Statistical learning (2020/2021)

Course code
4S009067
Credits
6
Coordinator
Alessandro Farinelli
INF/01 - INFORMATICS
Language of instruction
English
Teaching is organised as follows:
Activity Credits Period Academic staff Timetable
Teoria 5 II semestre Alberto Castellini, Alessandro Farinelli, Matteo Garbelli

Laboratorio 1 II semestre Alessandro Farinelli

Learning outcomes

The course aims to introduce students to the statistical models used in data science. The foundations of statistical learning (supervised and unsupervised) will be developed by placing the emphasis on the mathematical basis of the different state-of-the-art methodologies. It also aims to provide rigorous derivations of the methods currently used in industrial and scientific applications to allow students to understand their requirements for correct use. Laboratory sessions will illustrate the use of fundamental algorithms and industrial case studies in which the student will be able to learn to analyze real datasets by means of Python software.

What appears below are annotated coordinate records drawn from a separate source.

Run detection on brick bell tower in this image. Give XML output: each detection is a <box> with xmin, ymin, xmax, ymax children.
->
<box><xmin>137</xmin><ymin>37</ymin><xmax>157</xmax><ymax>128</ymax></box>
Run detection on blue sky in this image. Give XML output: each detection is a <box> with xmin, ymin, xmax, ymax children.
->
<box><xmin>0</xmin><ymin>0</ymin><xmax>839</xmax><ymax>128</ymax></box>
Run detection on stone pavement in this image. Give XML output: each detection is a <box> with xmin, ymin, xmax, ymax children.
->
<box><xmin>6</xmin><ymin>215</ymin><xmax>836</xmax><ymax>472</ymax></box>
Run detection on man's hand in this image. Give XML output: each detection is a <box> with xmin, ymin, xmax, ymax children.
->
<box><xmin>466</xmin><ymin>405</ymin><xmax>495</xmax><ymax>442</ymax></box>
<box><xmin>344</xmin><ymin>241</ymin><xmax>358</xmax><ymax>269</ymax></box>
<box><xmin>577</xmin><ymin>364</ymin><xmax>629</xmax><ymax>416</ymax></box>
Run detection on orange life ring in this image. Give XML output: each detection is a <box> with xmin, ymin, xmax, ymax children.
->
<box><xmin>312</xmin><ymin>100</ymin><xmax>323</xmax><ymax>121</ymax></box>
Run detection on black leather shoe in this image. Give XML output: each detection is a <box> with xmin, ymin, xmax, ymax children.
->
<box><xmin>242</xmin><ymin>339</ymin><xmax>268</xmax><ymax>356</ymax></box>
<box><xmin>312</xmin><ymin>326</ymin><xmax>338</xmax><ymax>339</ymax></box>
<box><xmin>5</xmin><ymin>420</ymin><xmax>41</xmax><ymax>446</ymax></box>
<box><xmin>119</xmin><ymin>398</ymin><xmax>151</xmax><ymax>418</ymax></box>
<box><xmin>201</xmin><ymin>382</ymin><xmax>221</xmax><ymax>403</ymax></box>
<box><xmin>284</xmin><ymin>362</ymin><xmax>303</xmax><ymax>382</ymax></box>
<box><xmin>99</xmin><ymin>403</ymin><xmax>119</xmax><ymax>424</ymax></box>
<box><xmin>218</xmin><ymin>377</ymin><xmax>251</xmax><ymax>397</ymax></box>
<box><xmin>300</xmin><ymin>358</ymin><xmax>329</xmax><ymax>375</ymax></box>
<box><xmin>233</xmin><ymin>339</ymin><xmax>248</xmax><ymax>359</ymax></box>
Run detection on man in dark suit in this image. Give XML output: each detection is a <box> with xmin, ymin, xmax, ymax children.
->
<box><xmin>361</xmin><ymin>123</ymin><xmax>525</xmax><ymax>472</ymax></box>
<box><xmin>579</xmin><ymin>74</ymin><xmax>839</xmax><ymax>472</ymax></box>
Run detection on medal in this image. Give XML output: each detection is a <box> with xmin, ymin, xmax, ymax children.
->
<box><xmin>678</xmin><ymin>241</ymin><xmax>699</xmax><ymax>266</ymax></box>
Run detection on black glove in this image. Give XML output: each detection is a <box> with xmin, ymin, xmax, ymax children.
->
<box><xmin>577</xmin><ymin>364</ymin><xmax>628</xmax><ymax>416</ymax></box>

At the end of the course the student has to show to have acquired the following skills:
● knowledge of the main stages of: data analysis and preparation
● ability to use the main regression models
● ability to develop pro-feature selection solutions
● ability to use regularization methods, e.g., ridge regression, LASSO, elastic net, least angle regression, and classification
● knowledge of unsupervised methods
● know and know how to develop algorithms in the field of dimensionality reduction, analysis of the main components (PCA), K-means clustering, hierarchical clustering, and cross-validation

Syllabus

-- Linear models for Regression (Linear Regression, Subset Variable Selection, Shrinkage/Regularization)
-- Classification models (Logistic Regression, Linear Discriminant Analysis)
-- Tree Based Methods (Decision Trees, Bagging, Random Forest, Boosting)
-- Unsupervised methods (Principal Component Analysis, K-Means Clustering, Hierarchical Clustering)
-- Model Assessment and selection (cross validation)
-- Introduction to Neural Networks (Single layer neural network, training a neural network)

Lab:
-- Linear regression and related variable selection/shrinkage methods (in Python)
-- Classification with logistic regression (in Python)
-- Clustering with k-means and hierarchical clustering (in Python)
-- Artificial Neural Networks (in Python)

Assessment methods and criteria

The exam is composed of an oral test and the realization of a project that focuses on the application of statistical learning approaches to a specific case study.